Refer to https://docs.nvidia.com/deeplearning/tensorrt/latest/index.html for more information about how to further optimize your engine

In [None]:
# Create a sample input
sample_input = np.random.randn(1, 3, 224, 224).astype(np.float32)

# Benchmark ONNX Runtime
session = ort.InferenceSession(onnx_path)
onnx_times = []
for _ in range(100):
    start_time = time.time()
    _ = run_inference_onnx(session, sample_input)
    onnx_times.append(time.time() - start_time)

# Benchmark TensorRT
with open(engine_path, "rb") as f, trt.Runtime(logger) as runtime:
    engine = runtime.deserialize_cuda_engine(f.read())
trt_times = []
for _ in range(100):
    start_time = time.time()
    _ = run_inference_trt(engine, sample_input)
    trt_times.append(time.time() - start_time)

print(f"ONNX Runtime Average Time: {np.mean(onnx_times)*1000:.2f} ms")
print(f"TensorRT Average Time: {np.mean(trt_times)*1000:.2f} ms")
print(f"Speedup: {np.mean(onnx_times)/np.mean(trt_times):.2f}x")

## Step 4: Run Inference on a Real Image

Now let's try our optimized model on a real image!
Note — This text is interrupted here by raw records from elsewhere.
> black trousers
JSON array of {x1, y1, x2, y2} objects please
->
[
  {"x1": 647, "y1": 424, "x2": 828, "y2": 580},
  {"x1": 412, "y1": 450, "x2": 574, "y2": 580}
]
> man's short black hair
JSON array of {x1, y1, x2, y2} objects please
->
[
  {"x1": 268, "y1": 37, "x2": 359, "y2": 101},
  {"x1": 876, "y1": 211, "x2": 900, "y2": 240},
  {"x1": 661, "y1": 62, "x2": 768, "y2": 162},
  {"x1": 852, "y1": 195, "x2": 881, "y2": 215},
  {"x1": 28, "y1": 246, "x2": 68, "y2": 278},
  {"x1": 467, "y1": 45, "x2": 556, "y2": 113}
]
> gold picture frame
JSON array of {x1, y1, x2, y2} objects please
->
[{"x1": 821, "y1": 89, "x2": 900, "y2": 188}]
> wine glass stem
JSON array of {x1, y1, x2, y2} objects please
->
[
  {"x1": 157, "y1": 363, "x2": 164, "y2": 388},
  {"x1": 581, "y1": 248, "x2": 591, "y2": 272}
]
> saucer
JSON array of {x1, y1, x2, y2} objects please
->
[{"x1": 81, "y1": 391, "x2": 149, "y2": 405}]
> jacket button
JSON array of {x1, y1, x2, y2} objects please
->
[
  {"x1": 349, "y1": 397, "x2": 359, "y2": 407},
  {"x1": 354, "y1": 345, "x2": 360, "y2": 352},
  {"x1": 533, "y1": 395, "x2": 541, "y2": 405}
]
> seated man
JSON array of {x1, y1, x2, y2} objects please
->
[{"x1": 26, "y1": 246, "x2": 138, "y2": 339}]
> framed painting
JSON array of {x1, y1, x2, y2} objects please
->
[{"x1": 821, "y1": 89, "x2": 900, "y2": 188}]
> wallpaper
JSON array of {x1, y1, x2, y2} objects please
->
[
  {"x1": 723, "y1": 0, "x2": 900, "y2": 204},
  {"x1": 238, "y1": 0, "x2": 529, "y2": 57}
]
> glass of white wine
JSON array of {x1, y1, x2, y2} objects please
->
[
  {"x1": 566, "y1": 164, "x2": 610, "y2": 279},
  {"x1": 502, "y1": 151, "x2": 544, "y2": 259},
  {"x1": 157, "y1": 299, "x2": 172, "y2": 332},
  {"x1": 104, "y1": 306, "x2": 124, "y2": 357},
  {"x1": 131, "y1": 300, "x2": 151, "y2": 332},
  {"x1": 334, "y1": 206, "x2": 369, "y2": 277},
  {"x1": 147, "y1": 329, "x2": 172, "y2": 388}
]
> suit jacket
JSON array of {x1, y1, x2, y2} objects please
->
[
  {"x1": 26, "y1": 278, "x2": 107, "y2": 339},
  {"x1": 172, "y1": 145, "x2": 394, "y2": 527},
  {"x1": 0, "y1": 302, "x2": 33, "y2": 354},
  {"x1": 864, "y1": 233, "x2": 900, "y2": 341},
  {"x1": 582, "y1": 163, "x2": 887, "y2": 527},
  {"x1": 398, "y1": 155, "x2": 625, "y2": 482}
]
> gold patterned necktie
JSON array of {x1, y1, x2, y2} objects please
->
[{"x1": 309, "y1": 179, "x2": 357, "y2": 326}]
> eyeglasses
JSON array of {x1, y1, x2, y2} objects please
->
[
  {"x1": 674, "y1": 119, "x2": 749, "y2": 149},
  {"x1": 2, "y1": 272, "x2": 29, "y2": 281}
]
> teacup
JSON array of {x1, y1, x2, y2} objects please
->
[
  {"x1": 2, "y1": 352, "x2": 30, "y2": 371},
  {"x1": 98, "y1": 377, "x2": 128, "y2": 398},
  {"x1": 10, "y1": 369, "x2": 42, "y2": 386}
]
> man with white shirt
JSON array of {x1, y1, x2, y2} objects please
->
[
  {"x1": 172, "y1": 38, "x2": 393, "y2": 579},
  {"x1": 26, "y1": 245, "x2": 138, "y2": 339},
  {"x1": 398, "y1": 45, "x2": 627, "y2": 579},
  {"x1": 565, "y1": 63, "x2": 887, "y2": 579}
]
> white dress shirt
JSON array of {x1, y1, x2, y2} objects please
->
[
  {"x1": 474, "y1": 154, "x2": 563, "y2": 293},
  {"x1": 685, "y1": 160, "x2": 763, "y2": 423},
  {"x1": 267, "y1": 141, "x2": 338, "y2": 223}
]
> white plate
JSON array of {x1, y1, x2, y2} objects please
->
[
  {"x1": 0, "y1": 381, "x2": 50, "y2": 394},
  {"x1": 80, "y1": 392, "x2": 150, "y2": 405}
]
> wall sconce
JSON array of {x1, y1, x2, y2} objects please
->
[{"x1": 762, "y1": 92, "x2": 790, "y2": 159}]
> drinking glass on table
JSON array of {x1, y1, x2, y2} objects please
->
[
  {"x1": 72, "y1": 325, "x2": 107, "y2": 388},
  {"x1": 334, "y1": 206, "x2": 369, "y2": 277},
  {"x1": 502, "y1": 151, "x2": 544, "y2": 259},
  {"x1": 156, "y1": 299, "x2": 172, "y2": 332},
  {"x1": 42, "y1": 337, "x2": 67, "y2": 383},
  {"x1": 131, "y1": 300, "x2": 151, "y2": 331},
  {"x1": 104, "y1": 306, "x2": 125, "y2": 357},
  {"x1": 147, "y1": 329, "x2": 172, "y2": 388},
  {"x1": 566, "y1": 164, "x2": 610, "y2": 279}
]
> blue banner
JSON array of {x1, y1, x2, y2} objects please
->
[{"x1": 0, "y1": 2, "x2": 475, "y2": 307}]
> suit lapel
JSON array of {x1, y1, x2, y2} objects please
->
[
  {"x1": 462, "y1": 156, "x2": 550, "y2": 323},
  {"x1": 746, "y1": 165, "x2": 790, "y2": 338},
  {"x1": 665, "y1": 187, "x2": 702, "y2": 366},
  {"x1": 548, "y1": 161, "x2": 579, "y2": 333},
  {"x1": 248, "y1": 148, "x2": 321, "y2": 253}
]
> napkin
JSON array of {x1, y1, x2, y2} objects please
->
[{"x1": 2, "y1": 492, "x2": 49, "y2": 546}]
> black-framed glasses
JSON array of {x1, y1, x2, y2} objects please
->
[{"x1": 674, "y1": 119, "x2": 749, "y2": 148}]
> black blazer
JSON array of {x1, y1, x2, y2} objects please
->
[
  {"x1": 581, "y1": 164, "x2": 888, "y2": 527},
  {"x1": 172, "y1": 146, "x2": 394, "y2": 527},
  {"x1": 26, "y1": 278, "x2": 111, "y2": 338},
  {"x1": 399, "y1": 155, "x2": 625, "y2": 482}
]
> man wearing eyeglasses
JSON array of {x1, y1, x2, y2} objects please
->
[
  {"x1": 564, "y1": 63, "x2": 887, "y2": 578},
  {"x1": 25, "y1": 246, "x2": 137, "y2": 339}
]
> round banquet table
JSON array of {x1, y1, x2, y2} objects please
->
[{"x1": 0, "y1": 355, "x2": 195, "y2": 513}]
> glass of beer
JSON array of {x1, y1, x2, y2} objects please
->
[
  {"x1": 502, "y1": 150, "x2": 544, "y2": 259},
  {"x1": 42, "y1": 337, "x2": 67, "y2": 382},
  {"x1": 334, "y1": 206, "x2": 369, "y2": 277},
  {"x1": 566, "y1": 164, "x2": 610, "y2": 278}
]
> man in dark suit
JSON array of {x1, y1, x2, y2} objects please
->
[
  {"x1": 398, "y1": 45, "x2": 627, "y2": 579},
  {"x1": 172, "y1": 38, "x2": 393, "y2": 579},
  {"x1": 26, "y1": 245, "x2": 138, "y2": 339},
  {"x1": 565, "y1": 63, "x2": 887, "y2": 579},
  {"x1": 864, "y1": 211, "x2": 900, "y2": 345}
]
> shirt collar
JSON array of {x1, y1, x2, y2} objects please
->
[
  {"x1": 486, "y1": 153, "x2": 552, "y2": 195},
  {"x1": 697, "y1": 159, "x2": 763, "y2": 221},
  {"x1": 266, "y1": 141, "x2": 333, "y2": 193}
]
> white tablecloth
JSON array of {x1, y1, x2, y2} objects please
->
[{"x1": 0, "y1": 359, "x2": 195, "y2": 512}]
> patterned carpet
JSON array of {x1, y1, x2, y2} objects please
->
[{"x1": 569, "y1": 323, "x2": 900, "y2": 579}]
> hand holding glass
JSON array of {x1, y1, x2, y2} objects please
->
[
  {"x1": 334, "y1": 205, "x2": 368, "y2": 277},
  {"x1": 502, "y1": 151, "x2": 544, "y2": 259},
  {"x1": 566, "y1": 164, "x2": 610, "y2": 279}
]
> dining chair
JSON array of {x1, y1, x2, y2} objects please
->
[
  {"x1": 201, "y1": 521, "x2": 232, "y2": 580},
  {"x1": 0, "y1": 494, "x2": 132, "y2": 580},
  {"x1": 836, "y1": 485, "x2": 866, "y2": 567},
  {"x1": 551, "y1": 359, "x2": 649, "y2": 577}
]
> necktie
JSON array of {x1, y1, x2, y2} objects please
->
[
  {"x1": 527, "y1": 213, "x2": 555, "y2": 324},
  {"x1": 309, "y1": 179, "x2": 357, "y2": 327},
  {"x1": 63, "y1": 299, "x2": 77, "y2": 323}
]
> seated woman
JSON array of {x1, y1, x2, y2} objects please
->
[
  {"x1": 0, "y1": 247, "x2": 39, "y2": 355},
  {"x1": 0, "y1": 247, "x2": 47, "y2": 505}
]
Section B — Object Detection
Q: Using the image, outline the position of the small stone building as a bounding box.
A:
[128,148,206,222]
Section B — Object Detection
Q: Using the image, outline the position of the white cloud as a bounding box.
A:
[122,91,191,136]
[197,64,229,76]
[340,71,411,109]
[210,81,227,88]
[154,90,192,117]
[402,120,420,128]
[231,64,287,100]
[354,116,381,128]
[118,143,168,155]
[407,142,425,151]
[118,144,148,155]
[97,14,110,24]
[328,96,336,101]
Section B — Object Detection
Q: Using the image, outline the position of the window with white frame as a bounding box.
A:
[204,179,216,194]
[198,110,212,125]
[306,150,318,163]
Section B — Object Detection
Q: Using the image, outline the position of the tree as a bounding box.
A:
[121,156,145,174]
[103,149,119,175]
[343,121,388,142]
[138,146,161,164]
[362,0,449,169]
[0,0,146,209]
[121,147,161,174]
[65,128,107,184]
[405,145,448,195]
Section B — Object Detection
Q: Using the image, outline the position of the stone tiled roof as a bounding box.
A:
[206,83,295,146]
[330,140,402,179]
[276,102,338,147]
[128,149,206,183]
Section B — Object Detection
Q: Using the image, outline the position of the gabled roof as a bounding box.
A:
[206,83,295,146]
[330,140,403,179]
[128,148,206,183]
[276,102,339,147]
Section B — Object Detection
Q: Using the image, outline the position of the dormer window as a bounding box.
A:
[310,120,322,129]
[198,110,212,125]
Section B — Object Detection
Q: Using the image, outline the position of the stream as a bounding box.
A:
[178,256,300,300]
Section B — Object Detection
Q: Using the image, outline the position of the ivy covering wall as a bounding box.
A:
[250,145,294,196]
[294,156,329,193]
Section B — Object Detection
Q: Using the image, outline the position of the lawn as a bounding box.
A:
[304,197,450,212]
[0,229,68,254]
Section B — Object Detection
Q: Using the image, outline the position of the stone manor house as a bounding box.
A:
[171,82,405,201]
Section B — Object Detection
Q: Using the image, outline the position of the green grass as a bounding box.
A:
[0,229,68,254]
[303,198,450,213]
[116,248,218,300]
We'll:
1. Download a sample image
2. Load the ImageNet class labels
3. Make predictions and show the results

This will demonstrate how the optimized TensorRT engine performs in a real-world scenario.

In [None]:
# Download a sample image
download_file("https://raw.githubusercontent.com/pytorch/hub/master/images/dog.jpg", root / "test_image.jpg")

from PIL import Image
from IPython.display import display

# Open and display the image
img = Image.open(root/"test_image.jpg")
display(img)

In [None]:
def load_imagenet_labels():
    # Download ImageNet labels if not exists
    if not (root / "imagenet_classes.txt").is_file():
        download_file("https://raw.githubusercontent.com/pytorch/hub/master/imagenet_classes.txt", root / "imagenet_classes.txt")
    # Read the labels
    with open(root / "imagenet_classes.txt") as f:
        categories = [s.strip() for s in f.readlines()]
    return categories

# Load ImageNet labels
categories = load_imagenet_labels()

In [None]:
# Load and preprocess a test image
test_image_path = root / "test_image.jpg"
input_data = load_and_preprocess_image(test_image_path)

# Run inference
output = run_inference_trt(engine, input_data)

# Get top 5 predictions
top5_idx = np.argsort(output[0])[-5:][::-1]
print("Top 5 predictions:")
for idx in top5_idx:
    print(f"{categories[idx]}: {output[0][idx]:.2f}%")
assert categories[top5_idx[0]] == "Samoyed", 'Incorrect prediction'
print('Correctly recognized!')
print('Notebook executed successfully')

## Congratulations! 🎉

### You've successfully:
1. Loaded a pre-trained EfficientNet model in ONNX format
2. Converted it to a TensorRT engine
3. Achieved significant speedup in inference
4. Made predictions on real images
5. Learned how to use timing cache to speed up engine building and ensure engine build determinism. 

### What's Next?

Now that you understand the ONNX to TensorRT workflow, you can:
- Export your own models from PyTorch/TensorFlow to ONNX
- Try different optimization settings in TensorRT
- Apply this workflow to your production models and get instant performance boost with NVIDIA GPUs!